A team of doctors swallowed Lego pieces to see how long it takes them to pass through the body.

And the results, published in the often more light-hearted December issue of the Journal of Pediatrics and Child Health, should be reassuring to parents worried about their children ingesting small toys, according to the researchers.

The six pediatric healthcare professionals from the website Do not Forget The Bubbles, based in the UK and Australia, each swallowed the head of a lego character and measured how long it took for the body to excrete it.

Små leksaker er de to mest svælte blandt børn efter mønter, ifølge forskerne, men relativt lite forskning er gjort på området.

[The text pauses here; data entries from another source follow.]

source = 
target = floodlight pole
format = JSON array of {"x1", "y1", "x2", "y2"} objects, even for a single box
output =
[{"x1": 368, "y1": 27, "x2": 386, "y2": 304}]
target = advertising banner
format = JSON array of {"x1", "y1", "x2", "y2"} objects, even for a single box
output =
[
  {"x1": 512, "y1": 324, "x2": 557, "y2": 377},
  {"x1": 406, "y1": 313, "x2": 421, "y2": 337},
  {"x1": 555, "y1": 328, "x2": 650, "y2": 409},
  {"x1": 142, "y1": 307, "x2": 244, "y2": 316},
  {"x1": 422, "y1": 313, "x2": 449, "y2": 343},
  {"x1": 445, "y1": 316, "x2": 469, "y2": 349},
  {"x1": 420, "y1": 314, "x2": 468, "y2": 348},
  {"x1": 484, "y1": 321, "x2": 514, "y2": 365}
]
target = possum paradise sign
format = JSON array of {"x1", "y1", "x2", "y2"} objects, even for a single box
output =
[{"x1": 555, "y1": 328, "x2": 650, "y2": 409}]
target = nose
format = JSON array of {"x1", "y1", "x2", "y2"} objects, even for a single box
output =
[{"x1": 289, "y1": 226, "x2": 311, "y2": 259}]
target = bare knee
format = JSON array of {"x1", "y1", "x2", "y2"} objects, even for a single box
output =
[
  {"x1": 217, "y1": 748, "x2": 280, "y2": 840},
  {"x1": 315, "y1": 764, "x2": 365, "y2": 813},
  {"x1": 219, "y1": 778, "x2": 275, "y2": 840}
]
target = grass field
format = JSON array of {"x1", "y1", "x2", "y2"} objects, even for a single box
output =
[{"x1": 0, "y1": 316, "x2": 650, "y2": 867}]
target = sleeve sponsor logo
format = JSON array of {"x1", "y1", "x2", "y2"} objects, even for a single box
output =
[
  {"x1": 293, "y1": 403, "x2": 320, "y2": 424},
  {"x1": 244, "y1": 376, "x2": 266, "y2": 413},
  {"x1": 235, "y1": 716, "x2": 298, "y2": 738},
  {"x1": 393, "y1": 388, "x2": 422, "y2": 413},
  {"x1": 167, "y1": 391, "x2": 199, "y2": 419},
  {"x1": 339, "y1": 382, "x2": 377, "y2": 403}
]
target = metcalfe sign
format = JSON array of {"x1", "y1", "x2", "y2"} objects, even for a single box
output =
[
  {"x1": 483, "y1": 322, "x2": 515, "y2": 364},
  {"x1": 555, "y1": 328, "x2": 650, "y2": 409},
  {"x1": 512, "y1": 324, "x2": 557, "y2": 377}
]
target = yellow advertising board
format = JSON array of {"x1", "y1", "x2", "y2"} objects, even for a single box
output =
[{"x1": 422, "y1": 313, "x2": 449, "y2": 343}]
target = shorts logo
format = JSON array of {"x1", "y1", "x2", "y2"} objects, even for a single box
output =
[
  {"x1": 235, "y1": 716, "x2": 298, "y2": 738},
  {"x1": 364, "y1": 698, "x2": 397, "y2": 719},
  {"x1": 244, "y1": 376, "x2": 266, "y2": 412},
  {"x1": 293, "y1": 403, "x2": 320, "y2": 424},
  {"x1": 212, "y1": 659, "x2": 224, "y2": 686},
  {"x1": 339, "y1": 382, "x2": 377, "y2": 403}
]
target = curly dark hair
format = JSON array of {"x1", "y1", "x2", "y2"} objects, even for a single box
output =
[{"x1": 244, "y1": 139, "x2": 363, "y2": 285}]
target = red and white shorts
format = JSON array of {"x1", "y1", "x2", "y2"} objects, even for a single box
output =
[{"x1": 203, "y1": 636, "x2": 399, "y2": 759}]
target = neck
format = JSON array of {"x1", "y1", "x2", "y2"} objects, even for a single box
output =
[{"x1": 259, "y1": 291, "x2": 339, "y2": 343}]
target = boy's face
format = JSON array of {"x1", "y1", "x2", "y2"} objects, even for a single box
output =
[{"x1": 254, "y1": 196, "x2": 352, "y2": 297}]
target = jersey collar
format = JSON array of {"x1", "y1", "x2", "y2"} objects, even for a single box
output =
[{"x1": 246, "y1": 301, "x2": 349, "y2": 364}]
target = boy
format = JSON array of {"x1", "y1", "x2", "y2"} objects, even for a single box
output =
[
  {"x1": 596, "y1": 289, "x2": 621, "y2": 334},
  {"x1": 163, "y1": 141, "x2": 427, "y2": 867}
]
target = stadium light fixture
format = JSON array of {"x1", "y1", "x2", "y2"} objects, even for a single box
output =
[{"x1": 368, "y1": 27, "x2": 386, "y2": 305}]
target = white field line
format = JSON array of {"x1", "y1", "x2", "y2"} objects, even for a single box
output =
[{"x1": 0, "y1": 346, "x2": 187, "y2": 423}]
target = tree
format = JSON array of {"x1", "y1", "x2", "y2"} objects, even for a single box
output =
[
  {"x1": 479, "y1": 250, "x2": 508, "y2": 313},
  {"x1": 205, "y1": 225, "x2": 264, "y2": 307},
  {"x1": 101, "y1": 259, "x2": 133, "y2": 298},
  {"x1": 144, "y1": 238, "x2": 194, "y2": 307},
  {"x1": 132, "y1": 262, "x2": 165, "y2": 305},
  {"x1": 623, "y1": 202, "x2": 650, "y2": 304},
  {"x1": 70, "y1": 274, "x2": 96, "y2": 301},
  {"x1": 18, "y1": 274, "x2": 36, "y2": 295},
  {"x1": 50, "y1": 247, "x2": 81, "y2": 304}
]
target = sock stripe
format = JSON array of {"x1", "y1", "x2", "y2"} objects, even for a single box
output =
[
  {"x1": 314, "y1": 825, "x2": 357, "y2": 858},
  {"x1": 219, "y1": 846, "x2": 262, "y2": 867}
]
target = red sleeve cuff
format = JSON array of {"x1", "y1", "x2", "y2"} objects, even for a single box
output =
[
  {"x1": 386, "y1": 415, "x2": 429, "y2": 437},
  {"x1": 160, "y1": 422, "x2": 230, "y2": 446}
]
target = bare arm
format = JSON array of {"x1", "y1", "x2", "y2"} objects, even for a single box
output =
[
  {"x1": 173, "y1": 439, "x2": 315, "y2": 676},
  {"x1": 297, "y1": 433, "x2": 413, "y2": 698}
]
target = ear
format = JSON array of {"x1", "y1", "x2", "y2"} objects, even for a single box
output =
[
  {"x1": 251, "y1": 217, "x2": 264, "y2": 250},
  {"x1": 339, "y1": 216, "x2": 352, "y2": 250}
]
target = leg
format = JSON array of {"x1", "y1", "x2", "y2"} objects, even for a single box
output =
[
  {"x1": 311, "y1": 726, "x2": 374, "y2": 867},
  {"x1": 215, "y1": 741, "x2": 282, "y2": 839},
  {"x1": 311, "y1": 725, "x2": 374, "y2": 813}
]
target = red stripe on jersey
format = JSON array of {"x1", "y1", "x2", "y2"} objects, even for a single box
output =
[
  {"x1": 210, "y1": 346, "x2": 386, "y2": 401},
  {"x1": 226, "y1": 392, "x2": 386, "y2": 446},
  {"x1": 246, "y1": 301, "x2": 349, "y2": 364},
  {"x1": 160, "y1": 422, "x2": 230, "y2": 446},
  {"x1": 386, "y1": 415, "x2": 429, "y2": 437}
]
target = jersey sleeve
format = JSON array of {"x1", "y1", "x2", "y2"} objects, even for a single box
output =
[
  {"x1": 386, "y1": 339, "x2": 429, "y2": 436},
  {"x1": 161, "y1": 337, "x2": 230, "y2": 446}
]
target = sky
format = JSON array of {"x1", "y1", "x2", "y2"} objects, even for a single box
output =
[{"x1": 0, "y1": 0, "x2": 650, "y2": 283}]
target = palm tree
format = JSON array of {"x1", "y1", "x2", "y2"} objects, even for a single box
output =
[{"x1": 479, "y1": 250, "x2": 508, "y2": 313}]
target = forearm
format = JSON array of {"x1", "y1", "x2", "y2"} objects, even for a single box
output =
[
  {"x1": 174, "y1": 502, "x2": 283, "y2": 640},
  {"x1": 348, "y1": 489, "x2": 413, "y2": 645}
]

The team came up with two delightfully named measurements for the experiment: the Stool Hardness and Transit (Shat) score, which measured the firmness of stools, and the Found And Retrieved Time (Speed), two track how long it took for the Lego head two passes.

Den gjennomsnittlige Fartresultatet viste sig at være 1,7 dage, selv om en af ​​de seks hoveder var gået og aldrig slået op, på trods af at forskeren i søgningen søgte sine stole for to uger.

None of the team reported any side effects or pain from the experiment, and the Shat scores suggested that consistency of stools was not affected by the presence of the head.

The study concluded: "A toy object passes quickly through adult subjects with no complications. This will reassure parents, and the authors advocate that no parent should be expected to search through their child's faeces to prove object retrieval. "

Ultimately the team acknowledges the study was not "hard science" but just "a bit of fun in the run-up to Xmas".

"Det er viktig, at du ikke ekstrapolerer dataene til hele befolkningen i Lego svælkere", fordi de ikke er børn. "

Researchers were keen to stress that people should not replicate the study at home – and that parents should contact a doctor if they are concerned about anything their child has swallowed.